Shares of listed quick-service restaurant companies are in high demand; they rose by up to 5% on the BSE in Monday's intraday trade after Jubilant FoodWorks (JFL) published a solid business update for the quarter ending December 2024 (Q3FY25).
Domino's operator JFL's shares rose 5% on heavy activity to a new 52-week high of Rs 796.75. Since December, the stock has increased 24 percent. The firm has a strong portfolio of brands in emerging nations, with franchise rights for three worldwide names - Domino's, Popeyes, and Dunkin' Donuts - and two own-brands, Hong's Kitchen, an Indo-Chinese quick-service restaurant (QSR) brand in India, and COFFY, a café brand in Turkey.
Shares of Devyani International (DIL), the largest franchisee for Yum Brands (KFC and Pizza Hut), rose 6% to Rs 202.20 on the BSE, owing to a 1.5-fold increase in typical trading volumes.
DIL is also the exclusive franchisee of the Costa Coffee brand and outlets in India.
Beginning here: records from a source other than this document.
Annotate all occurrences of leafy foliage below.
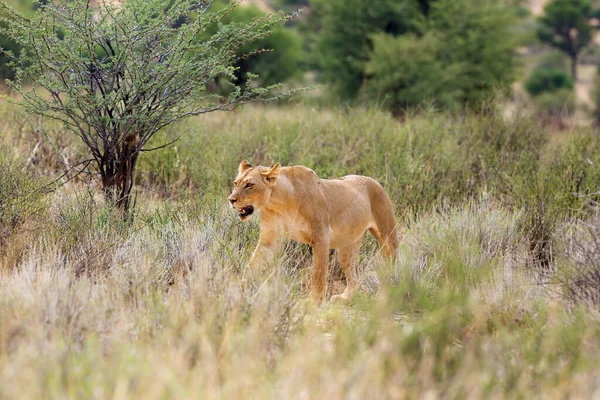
[0,0,298,214]
[311,0,425,99]
[525,68,573,96]
[538,0,594,80]
[315,0,516,110]
[365,33,462,113]
[0,148,45,244]
[210,4,304,90]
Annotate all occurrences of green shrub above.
[366,33,463,113]
[525,67,573,96]
[312,0,516,107]
[209,4,304,90]
[0,148,46,247]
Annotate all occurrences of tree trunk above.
[100,135,139,220]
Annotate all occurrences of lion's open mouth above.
[238,206,254,219]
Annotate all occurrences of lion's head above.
[227,160,281,220]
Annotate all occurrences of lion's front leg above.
[248,231,279,270]
[311,238,329,303]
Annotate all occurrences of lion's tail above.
[368,178,398,261]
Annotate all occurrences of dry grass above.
[0,103,600,399]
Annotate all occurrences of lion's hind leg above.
[331,239,362,302]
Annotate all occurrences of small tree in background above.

In addition, DIL caters to South Indian vegetarian food aficionados through Vaango, which was created over a decade ago, and is a well-known brand in the food retail business (FRB) category through its food courts. DIL has a large presence in India's airports, where it provides a variety of food and beverage options.
Shares of Sapphire Foods India, a top YUM franchisee operator in the Indian subcontinent with operations in India, Sri Lanka, and the Maldives, have risen 5% to Rs 366.30. Restaurant Brands Asia (RBA)'s stock price rose 3% to Rs 85.75 on the BSE in intraday session today. In comparison, at 10:29 AM, the BSE Sensex was down 0.05 percent at 79,185 points.
In Q3FY25, JFL reported a 56.2% year-on-year (YoY) increase in consolidated revenue from operations to Rs 2,153 crore. Domino's India experienced 12.5% like-for-like growth during the quarter. At the conclusion of the quarter, the Group network had grown to 3,260 stores, with a net addition of 130 locations.
JFL runs on a unique commissary model, giving it a distinct competitive advantage. Because its purchasing function is centralized and it purchases a high number of ingredients (such as cheese, sauce, and pizza boxes), JFL may use its size to negotiate better pricing with suppliers. Furthermore, CRISIL Ratings reports that centralized procurement, warehousing, and distribution of raw ingredients, as well as dough ball manufacture at commissaries, reduce storage space, allowing the company to reduce store operating expenses.